Я очнулась в тот момент, когда внезапно услышала первый удар собственного сердца. Его словно кто-то пытается завести, а оно отчаянно сопротивляется. Ещё раз, и острая боль пронзила грудь, поддавшись инстинктам, дёргаюсь как испуганное животное, загнанное в ловушку, готовое на всё, только бы выжить.

Первый хриплый вдох, и теперь невыносимая боль растеклась по всему телу, да такая, что я заскулила, как-то очень странно всхлипывая, хватая ртом воздух. Но по-настоящему вдохнуть полной грудью не могу, меня словно каменная плита вдавливает в ледяной пол и воняет перегаром.

Снова дёргаюсь, приподнимаю голову и от ужаса начинаю визжать.

На мне лежит какой-то мужик, и никак не реагирует ни на вопли, ни на мои попытки скинуть его с себя.

С грохотом распахнулась дверь, и тусклую комнату сотряс крик, от которого я снова чуть было не провалилась во тьму.

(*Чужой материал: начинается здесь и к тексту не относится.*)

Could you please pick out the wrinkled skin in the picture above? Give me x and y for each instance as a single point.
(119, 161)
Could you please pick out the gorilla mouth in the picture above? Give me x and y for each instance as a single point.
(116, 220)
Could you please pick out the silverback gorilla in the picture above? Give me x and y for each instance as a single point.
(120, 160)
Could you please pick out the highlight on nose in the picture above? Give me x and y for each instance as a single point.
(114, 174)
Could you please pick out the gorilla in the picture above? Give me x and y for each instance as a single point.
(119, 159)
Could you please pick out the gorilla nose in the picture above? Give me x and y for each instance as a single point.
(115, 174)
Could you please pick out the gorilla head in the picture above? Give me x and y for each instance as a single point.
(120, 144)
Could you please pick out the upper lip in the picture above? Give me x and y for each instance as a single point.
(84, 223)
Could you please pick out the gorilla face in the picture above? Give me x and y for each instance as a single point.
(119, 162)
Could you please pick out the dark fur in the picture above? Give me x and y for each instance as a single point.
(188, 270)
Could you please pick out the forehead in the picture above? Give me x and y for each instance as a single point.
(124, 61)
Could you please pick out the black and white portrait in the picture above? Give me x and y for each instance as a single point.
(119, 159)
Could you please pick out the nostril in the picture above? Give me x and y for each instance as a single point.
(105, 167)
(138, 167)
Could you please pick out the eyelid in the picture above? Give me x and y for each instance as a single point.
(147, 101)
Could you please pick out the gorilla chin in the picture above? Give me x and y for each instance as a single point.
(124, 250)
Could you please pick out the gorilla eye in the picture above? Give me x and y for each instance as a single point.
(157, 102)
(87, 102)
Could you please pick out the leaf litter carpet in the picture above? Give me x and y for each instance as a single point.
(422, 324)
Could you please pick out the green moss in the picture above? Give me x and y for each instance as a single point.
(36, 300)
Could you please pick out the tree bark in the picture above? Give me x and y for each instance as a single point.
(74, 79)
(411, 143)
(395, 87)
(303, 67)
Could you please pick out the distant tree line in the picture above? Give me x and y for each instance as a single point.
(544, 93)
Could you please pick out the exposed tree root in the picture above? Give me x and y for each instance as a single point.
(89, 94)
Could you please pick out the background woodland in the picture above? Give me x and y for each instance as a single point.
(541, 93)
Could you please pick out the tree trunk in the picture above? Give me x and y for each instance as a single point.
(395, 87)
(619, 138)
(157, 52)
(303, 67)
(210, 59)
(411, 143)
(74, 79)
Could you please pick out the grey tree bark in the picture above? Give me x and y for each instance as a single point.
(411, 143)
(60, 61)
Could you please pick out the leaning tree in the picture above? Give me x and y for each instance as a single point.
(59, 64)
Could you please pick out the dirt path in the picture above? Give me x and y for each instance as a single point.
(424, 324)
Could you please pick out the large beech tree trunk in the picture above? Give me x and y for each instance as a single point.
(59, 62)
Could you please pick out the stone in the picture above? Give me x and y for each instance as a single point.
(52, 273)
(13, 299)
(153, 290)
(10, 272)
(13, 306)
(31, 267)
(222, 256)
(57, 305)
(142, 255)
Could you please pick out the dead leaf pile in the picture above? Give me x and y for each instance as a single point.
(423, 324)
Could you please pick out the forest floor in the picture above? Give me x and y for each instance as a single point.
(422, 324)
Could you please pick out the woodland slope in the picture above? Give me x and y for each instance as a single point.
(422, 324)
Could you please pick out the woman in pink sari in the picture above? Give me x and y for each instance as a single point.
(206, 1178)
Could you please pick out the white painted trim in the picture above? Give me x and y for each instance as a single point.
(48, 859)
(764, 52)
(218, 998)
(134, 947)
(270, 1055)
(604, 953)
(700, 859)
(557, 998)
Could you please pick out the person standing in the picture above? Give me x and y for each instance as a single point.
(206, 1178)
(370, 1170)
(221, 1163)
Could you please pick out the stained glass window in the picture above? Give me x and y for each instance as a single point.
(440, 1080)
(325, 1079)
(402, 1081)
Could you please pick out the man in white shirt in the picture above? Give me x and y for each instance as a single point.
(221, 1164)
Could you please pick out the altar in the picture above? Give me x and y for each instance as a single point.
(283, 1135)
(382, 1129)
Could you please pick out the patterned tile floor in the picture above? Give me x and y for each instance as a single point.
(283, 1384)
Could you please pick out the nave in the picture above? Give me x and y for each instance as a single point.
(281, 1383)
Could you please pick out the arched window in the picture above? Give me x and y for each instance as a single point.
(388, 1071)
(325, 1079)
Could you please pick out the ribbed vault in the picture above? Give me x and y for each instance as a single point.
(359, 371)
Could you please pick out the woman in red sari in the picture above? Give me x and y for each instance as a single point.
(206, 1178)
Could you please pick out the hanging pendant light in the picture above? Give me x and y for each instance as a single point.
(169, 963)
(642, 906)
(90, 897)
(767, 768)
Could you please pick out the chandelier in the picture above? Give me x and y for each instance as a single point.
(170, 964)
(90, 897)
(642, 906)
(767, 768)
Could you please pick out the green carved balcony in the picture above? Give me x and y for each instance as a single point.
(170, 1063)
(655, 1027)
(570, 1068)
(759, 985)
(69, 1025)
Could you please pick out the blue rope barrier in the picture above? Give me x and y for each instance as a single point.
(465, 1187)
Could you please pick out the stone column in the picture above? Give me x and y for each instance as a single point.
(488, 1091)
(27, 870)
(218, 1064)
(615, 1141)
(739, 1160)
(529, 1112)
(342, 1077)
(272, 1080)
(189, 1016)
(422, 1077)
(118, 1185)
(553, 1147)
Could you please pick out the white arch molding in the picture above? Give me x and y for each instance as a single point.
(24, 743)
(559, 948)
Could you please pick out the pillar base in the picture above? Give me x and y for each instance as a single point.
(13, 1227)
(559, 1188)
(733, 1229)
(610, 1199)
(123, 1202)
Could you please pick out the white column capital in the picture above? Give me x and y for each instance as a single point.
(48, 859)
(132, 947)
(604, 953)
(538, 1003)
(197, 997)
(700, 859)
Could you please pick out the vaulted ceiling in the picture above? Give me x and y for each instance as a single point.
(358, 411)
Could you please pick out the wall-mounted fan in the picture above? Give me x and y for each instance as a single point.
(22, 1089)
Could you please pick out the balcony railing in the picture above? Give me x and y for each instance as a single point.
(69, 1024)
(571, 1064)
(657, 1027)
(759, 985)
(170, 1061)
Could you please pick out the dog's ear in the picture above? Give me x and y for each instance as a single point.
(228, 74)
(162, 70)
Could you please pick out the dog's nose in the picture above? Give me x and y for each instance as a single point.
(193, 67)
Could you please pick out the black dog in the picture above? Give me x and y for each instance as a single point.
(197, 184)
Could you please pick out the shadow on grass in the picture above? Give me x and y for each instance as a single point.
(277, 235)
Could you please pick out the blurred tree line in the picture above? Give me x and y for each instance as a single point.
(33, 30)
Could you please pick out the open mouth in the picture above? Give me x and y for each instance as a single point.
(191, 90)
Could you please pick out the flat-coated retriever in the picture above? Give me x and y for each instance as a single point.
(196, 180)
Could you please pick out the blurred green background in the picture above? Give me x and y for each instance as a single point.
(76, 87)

— Она его убила! О, богиня! Зовите госпожу, зовите! Эйви убила своего мужа в первую брачную ночь! Нашего милого Хендрика!

Лучше бы я умерла…

В следующую секунду кто-то засуетился подле вонючего тела пьяного мужика, а меня за руки потащили куда-то через порог, потом вниз по ступеням, заставляя стонать от боли.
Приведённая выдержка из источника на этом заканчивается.